Friday, May 11, 2012

My First Short Story

Red Bobber

I didn’t expect the line to snap when I wound the handle faster. One might suggest it was out of my own eagerness or impatience that caused the acceleration in my hand to strain the wire beyond its limit. I didn’t even expect to catch anything, but there I was, standing on the pond’s bank thrusting my entire body backward while vigorously reigning in my prize, when the line snapped.

My grandpa said it was not my fault, that sometimes lines just break. Besides, the fish isn’t going to live much longer now that the bobber keeps him near the surface.  I listened to my grandpa in his attempt to ease my sorrow as I watched the bright red bobber, that deadly tracking device, bounce across the surface of the pond. Was he surprised that the line snapped as well? Did his fears match my own when we were both suddenly dragged into a spirited game of tug and war? Is he too saddened that no one won the match, that in the end both sides lost? Does he also lament the pain of defeat represented in that red flag of truce that repeatedly undulates in the water?

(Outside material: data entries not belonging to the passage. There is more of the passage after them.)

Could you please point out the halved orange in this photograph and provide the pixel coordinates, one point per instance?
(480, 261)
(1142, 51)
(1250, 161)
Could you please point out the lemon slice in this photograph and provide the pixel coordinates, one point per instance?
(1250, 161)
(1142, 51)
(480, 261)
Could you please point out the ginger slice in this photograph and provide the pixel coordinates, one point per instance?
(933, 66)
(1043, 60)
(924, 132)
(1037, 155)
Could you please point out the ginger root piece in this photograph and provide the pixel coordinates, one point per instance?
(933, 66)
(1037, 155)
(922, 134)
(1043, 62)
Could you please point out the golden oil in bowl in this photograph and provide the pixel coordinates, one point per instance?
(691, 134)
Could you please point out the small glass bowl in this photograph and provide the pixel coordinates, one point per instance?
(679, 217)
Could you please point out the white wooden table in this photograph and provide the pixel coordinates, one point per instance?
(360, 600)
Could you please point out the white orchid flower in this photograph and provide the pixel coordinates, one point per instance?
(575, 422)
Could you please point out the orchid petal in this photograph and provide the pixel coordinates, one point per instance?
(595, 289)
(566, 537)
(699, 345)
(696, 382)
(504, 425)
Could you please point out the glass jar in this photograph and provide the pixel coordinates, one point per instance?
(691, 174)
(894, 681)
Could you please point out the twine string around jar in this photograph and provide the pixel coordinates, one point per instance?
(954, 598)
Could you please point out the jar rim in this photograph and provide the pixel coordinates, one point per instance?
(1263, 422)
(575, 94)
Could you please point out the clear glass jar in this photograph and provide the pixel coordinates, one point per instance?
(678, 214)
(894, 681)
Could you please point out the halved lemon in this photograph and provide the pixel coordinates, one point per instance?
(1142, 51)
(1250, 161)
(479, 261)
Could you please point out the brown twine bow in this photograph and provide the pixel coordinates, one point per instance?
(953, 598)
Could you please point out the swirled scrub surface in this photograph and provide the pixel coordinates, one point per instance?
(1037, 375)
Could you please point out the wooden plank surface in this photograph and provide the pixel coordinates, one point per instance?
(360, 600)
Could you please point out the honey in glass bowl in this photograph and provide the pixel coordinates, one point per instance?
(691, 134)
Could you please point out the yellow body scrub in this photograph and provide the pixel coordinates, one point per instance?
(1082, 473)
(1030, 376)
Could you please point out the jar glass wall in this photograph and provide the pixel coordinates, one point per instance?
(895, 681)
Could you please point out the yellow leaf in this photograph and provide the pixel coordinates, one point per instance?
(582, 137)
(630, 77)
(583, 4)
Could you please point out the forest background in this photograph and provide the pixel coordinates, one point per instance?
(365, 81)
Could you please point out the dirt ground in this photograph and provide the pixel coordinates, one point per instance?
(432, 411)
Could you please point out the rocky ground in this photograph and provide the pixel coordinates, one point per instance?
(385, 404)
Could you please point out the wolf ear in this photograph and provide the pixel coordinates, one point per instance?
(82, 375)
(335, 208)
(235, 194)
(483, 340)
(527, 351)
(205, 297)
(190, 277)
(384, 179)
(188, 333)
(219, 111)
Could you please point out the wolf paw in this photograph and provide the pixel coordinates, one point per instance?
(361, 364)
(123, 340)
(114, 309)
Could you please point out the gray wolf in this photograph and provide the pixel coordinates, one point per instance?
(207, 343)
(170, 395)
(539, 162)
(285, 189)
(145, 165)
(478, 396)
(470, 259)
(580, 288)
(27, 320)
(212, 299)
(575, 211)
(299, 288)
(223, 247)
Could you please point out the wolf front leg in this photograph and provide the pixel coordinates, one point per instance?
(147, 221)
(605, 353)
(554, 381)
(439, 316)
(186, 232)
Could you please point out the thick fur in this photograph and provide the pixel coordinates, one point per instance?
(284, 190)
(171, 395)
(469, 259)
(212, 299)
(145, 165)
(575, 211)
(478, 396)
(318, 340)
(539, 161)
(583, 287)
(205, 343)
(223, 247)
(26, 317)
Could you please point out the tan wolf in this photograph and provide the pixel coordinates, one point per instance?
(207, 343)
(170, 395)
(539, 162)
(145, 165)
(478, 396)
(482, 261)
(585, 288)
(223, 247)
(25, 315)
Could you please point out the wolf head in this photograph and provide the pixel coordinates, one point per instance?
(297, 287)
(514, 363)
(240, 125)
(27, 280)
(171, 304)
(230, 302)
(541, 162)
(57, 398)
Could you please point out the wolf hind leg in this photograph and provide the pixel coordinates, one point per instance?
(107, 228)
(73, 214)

The rattling of trinkets breaks the forest’s murmur as my grandpa fails to find another bobber. Perhaps another day, he says. And so, I regretfully follow my grandpa back to the truck, turning my back on the red buoy that continues circling the outskirts of the pond. 

Sunday, May 6, 2012

The Funeral Home


Today was the day I moved into the funeral home— my new humble abode for the next three weeks. 

There has really been not much to tell since I have arrived. The house is loudly silent, which seems impossible but I tell you it is most certainly true. Above my own footsteps, no other sound in the house is heard. I open the front door as a truck is barreling down the road but no sooner do I shut it then that same truck is nonexistent, deathly muted, as if the house lives on a different level of frequency. The house is as quiet as the grave (no pun intended).
However, the stillness is enormously loud, so much so that it has enveloped even the floorboard creaks and the refrigerator groans. Its hush infiltrates every room, every hallway, every crevice of this place. The house is so quiet in fact that I dare not stop treading my bare feet across the kitchen floor lest the silence overtake me. I dare not cease voicing my thoughts aloud lest my tongue grow numb and stop moving altogether. I dare not stop lest I too become a victim of this curse.

I can tell you all the perks about this house such as a large kitchen, the large collection of DVD’s at my leisure, or the comfy chair I am currently lounging on. But I could also tell you the multiple drawbacks as well, like the fact that the downstairs once housed the dead or that the bathroom light flickers only at night. I could tell you about how the back room leads into a dark garage-like basement with a door that cannot be closed. I could tell you about the spider I found frozen in an ice cube tray or the multiple bugs I found crawling in my bed. I could even tell you about the corpse half buried in the backyard that I named Charlie. 


But I don’t want to freak you out, because despite these things, the place is great.